Aurelio rifletté: Sergio Maurico era celebre non solo come principe del Foro, ma anche per essere in combutta con gentaglia ricca e senza scrupoli, che lui riusciva invariabilmente a far assolvere in tribunale. In verità, secondo il diritto, i legali romani non avrebbero potuto incassare denaro da alcun imputato, in quanto il costume voleva che le cause degli amici e dei protetti venissero patrocinate a titolo gratuito. Da tempo, tuttavia, era ormai invalsa la consuetudine che il cliente compensasse in modo tangibile il suo salvatore, profondendo regalie a piene mani.

Nel caso di Sergio, poi, sembrava che valesse davvero la pena di assumerlo, a dispetto delle parcelle astronomiche: raramente un suo assistito era stato condannato, colpevole o innocente che fosse. Il celebre oratore poteva quindi contare sulla gratitudine di amici potenti; inoltre, troppi erano i segreti che un buon avvocato veniva a sapere circa il suo protetto perché questi fosse in grado, un domani, di negargli eventuali favori.

Così, se Nissa era stata coinvolta nel passato in faccende poco chiare, certamente Sergio aveva conservato qualche prova per tenerla in pugno: chiederle di recitare per i suoi ospiti, in fondo, era il minimo che potesse fare... tanto più che il facoltoso avvocato godeva anche della fama di eccentrico anfitrione. Lui e la sorella, infatti, amavano circondarsi di strane compagnie: danzatori, guitti, gladiatori, giocolieri e altri personaggi tra i meno raccomandabili dell'Urbe.

- Eccomi qui! - gridò in quel momento Servilio, comparendo trafelato sulla soglia con un paio di orci in mano. – Ho fatto il  più presto possibile! Sono riuscito a trovare dell'Albano e dell'Erbulo, però hanno solo sette anni di invecchiamento!

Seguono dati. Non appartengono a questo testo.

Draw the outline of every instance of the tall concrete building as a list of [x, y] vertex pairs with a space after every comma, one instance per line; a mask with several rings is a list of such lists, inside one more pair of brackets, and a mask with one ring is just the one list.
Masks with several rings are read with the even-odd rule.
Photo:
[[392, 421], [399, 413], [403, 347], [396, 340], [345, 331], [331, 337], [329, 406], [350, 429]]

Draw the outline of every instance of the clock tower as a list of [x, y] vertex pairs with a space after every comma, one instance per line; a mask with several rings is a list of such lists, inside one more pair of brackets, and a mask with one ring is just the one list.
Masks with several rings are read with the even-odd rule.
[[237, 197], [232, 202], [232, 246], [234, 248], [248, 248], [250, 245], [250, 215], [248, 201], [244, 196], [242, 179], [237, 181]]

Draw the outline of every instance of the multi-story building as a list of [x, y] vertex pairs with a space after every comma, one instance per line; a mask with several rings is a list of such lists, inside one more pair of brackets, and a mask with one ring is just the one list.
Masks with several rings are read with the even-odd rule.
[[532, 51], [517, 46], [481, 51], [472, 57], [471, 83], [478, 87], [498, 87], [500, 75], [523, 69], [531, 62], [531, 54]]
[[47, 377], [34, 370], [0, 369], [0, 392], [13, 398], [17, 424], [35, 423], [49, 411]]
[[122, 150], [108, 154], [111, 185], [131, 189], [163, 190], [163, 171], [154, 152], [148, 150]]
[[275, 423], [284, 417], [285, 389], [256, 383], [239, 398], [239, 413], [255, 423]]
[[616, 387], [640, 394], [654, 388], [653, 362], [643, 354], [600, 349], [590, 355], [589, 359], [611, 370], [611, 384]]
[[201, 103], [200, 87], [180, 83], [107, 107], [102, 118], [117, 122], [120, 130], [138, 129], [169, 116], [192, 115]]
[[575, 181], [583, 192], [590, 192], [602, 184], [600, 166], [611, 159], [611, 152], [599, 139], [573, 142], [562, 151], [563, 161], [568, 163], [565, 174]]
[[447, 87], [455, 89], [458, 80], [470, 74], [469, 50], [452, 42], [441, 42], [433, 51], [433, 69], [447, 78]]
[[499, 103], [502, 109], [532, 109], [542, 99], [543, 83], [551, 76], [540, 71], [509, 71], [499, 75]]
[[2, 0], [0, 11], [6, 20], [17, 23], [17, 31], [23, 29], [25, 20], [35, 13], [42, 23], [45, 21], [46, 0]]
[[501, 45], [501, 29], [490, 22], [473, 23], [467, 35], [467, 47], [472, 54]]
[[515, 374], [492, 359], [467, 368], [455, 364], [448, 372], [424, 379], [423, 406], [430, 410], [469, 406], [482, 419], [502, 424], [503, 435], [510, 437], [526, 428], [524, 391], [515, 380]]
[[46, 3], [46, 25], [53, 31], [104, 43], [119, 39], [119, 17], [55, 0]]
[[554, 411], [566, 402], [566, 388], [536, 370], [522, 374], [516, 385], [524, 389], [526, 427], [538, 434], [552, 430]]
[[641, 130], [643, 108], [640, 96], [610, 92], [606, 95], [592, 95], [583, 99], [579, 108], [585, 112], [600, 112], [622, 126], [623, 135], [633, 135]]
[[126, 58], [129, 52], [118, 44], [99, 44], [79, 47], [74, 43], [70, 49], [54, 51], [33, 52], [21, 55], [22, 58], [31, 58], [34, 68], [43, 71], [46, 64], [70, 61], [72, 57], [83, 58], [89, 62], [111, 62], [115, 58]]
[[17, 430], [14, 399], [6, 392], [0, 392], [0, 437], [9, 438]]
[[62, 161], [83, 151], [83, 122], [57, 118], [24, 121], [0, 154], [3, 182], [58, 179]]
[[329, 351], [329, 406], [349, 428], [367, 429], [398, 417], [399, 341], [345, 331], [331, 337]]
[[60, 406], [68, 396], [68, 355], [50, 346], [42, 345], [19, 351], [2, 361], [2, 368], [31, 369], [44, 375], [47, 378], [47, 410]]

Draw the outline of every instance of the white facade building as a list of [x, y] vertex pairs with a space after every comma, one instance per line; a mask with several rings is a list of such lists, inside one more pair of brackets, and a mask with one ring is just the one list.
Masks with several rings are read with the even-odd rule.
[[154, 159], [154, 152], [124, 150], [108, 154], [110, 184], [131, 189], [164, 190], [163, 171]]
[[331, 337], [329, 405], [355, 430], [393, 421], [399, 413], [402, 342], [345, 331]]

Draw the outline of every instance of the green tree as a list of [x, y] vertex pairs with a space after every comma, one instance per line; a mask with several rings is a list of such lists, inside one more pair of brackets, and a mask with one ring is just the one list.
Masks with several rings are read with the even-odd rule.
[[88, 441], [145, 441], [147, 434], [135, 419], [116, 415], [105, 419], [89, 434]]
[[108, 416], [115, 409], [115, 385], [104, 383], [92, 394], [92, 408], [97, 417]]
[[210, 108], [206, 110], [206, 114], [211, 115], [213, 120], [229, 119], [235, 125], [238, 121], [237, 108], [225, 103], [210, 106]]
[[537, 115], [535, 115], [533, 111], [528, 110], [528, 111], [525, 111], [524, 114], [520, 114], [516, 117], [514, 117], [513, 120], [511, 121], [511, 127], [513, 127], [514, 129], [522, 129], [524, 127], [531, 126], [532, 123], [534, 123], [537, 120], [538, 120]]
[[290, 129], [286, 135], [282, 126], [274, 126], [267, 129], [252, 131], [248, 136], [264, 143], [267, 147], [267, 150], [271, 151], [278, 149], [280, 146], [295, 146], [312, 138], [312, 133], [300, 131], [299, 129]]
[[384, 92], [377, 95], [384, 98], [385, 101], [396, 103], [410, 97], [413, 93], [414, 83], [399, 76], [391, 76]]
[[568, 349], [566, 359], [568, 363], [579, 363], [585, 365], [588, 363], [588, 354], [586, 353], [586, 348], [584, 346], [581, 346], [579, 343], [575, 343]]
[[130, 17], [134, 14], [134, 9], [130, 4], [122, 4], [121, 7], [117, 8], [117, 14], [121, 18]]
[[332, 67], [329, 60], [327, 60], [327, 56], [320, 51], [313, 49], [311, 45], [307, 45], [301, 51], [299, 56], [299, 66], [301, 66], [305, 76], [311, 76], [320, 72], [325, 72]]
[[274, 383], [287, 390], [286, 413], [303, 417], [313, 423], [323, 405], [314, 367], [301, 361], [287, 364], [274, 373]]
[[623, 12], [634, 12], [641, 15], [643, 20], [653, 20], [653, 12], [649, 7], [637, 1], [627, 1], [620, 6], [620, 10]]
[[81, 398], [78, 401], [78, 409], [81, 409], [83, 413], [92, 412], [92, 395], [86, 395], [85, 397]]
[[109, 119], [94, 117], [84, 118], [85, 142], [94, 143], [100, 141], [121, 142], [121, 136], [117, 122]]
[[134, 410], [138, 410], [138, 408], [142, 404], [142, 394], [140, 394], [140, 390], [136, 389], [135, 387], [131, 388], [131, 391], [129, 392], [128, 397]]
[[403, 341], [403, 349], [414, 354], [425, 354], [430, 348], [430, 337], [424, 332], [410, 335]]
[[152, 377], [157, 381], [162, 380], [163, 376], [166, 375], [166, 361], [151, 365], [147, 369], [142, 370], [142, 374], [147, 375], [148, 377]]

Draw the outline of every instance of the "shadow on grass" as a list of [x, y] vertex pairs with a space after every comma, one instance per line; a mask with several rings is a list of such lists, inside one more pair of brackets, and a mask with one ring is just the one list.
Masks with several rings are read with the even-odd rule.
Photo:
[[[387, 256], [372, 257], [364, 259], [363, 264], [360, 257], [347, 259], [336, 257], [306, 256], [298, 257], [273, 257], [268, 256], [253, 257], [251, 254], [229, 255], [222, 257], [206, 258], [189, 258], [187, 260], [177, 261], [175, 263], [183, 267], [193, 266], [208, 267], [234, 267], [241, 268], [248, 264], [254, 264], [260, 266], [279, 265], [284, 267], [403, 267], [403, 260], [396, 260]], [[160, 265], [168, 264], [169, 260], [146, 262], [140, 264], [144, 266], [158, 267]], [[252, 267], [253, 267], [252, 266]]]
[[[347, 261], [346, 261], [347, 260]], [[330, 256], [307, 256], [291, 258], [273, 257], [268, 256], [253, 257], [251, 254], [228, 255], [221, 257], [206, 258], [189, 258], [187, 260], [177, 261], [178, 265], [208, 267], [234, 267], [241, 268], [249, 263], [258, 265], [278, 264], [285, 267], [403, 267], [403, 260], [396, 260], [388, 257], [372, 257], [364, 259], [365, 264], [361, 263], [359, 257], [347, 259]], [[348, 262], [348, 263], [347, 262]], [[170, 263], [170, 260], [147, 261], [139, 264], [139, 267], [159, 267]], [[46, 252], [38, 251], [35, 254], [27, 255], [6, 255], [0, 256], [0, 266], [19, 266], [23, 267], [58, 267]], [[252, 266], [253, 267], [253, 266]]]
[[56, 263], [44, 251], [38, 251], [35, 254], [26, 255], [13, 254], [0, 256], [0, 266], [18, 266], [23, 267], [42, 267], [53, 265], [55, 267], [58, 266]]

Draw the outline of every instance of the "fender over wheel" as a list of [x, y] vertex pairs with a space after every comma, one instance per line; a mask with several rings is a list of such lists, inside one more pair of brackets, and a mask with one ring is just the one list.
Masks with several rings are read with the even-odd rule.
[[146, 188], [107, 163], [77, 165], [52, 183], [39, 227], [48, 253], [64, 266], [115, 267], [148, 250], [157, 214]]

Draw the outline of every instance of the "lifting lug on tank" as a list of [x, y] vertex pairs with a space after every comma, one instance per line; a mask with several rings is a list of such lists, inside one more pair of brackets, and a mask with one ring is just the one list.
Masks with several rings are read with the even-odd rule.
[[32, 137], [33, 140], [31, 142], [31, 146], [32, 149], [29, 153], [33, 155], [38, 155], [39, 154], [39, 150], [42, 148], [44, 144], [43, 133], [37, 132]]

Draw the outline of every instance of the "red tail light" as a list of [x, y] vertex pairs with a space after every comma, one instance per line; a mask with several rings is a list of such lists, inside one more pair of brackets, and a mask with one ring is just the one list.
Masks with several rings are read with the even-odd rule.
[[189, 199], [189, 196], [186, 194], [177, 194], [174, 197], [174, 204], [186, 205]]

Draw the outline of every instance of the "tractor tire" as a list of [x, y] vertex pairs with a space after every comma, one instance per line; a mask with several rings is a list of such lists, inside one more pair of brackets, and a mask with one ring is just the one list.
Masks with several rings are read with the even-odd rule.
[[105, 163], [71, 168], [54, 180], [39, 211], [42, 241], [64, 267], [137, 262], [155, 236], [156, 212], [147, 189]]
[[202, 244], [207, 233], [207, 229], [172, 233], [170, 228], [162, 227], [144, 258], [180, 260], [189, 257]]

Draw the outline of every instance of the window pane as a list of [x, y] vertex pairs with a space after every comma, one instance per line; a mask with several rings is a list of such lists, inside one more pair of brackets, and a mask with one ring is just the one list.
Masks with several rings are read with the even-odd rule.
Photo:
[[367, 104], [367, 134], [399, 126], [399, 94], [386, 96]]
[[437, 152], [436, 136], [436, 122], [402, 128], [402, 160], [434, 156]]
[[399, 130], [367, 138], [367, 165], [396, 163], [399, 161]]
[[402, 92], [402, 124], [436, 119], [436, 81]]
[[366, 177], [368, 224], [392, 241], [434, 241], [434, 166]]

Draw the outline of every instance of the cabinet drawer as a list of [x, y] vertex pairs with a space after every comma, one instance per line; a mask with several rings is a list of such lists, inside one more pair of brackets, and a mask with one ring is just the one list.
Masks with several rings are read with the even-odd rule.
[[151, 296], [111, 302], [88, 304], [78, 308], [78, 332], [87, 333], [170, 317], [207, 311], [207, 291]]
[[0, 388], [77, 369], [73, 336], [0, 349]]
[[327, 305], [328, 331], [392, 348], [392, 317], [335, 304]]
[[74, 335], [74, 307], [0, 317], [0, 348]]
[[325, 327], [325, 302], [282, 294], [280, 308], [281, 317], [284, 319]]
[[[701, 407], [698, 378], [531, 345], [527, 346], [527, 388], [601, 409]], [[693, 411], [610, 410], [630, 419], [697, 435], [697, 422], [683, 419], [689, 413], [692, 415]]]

- Nulla di paragonabile a quanto mescono i Sergii alla loro mensa; ciò malgrado, almeno per questa volta, la nostra Nissa si accontenterà - dichiarò il patrizio, dando segno di volersi accomiatare.

Ma Servilio esitava, riluttante a uscire, come se stesse per mancare la grande occasione della sua vita. Nissa se ne accorse e gli si avvicinò, languida e sorridente: - Ah, Tito... – sussurrò con voce roca.

Il cavaliere preparò le labbra a un bacio e chiuse rapito le palpebre, per meglio assaporare il magico istante. Avvertì la carezza calda, il tocco lieve della lingua ruvida, l'umidore del naso freddo... e si ritrovò stupito a fissare le pupille furbe della mangusta che Nissa gli stava accostando al viso.

Il buon Servilio, che invero si accontentava di poco, ne fu estasiato. - Che donna deliziosa! - mormorava ancora, sulla strada del ritorno. - Leggiadra, cortese, affascinante...

- Controlla piuttosto di non avere capelli biondi sulla tunica, prima di rientrare! - lo redarguì Aurelio, e lasciò l'amico davanti alla porta, occupato a far scomparire dal mantello, a uno a uno, i compromettenti peli di mangusta.